The December spending boost is in contrast to a muted November, when early holiday promotions and expectations among consumers that deals would always be available took a toll. Spending over the Thanksgiving weekend in November fell 3.5% from a year ago despite a strong jump in online sales, according to the National Retail Federation.
"It was a hot start with Cyber Monday, followed by a lull for the last couple of weeks and then a big-bang finish," said Pete Madden, a director at retail consultancy AlixPartners.
Sales data released on Tuesday showed the major shift in fortunes in late December
Brick-and-mortar sales in the week ending December 24 rose 6.5% year-over-year after having fallen for the rest of the month, according to data from analytics firm RetailNext.

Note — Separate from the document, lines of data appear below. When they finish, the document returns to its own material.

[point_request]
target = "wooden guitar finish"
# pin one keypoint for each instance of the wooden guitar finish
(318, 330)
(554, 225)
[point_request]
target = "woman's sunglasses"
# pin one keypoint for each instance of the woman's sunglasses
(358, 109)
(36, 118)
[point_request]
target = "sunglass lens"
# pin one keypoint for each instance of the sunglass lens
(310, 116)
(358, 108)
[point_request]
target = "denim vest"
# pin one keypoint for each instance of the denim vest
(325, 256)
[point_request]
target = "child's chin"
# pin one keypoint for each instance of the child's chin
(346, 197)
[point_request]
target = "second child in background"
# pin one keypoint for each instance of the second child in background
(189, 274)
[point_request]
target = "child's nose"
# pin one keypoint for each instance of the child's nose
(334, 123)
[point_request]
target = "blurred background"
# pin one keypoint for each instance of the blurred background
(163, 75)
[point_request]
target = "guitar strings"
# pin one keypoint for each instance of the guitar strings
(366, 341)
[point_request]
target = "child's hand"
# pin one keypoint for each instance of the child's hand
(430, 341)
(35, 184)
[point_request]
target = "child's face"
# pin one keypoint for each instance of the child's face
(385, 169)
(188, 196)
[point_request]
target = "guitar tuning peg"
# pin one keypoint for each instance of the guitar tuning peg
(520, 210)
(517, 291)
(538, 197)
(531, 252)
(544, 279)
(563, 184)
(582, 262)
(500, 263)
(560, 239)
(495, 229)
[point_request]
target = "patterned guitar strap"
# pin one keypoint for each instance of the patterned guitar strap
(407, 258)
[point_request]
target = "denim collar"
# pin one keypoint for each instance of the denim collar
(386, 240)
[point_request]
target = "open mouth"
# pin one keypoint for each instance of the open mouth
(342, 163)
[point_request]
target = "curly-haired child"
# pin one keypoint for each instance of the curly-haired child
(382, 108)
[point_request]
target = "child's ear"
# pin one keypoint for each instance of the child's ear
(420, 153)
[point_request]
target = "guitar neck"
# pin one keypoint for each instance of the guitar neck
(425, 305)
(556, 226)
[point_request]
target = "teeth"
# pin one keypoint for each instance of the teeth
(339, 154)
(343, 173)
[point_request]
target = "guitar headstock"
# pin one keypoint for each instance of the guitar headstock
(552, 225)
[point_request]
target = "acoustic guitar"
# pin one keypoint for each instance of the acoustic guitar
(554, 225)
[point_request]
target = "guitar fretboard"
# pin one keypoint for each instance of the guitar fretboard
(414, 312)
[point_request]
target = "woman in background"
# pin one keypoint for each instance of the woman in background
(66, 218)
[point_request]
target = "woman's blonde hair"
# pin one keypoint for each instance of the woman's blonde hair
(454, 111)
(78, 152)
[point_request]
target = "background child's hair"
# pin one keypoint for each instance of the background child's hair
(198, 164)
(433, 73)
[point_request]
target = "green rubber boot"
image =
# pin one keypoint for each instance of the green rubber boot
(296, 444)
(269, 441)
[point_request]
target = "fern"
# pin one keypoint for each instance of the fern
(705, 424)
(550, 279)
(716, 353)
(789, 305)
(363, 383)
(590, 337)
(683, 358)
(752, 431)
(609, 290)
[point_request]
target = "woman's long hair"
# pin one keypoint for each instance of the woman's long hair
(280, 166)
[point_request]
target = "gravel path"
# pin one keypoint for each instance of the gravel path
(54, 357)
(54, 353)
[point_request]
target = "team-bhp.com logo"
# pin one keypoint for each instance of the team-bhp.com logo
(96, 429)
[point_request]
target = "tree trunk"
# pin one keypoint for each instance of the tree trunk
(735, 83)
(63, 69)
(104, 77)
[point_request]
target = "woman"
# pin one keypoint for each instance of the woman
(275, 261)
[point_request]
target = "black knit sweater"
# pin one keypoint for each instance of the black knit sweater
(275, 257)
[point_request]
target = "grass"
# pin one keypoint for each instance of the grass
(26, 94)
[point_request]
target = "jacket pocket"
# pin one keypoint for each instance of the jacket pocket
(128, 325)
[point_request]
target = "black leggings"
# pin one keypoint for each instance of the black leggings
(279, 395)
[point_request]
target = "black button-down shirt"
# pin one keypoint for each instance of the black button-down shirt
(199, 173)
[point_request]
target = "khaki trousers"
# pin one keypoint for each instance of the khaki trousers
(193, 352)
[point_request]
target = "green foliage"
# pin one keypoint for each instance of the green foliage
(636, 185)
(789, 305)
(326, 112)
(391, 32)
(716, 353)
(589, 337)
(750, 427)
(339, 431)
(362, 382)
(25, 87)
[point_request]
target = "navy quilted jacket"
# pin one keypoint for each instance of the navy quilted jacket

Strong demand for furniture, home furnishings and men's apparel from the start of November through Christmas Eve pushed retail sales up 4%, higher than the previously expected 3.8%, according to data from MasterCard's holiday spending report, also released on Tuesday. The report, which tracks spending by combining sales activity in MasterCard's payments network with estimates of cash and other payment forms, offers an early look into how the holiday season shaped up.
Official government data and results from retailers will not be available until next month.
The jump in spending prompted a prominent retail consultant to raise his holiday sales forecast. Craig Johnson, president of consultancy Customer Growth Partners, told Reuters that he now estimates sales growth of 4.9% in November and December, up from his initial estimate of 4.1%.
Johnson said he expects this year to be the strongest since 2005, and sales momentum is likely to remain strong until the New Year. There is growing evidence that an improving job market, lower gasoline prices and growing consumer optimism all contributed to the surge.
Despite the late-December surge, not every retailer will benefit. Department stores like Macy's, JC Penney, Kohl's Corp and others are still heavily discounting items, as growth in women's apparel remained weak.
Penney offered the deepest average discount level of any retailer this year, according to retail pricing and data analytics firm Market Track.
Jewellery retailers also had a lacklustre season that could hurt the likes of Tiffany & Co and Signet Jewelers, industry groups said.
The biggest beneficiary of the holiday season continued to be Amazon.com, which outperformed its rivals again this year, research firms said. Amazon on Tuesday called the holiday season its "best ever."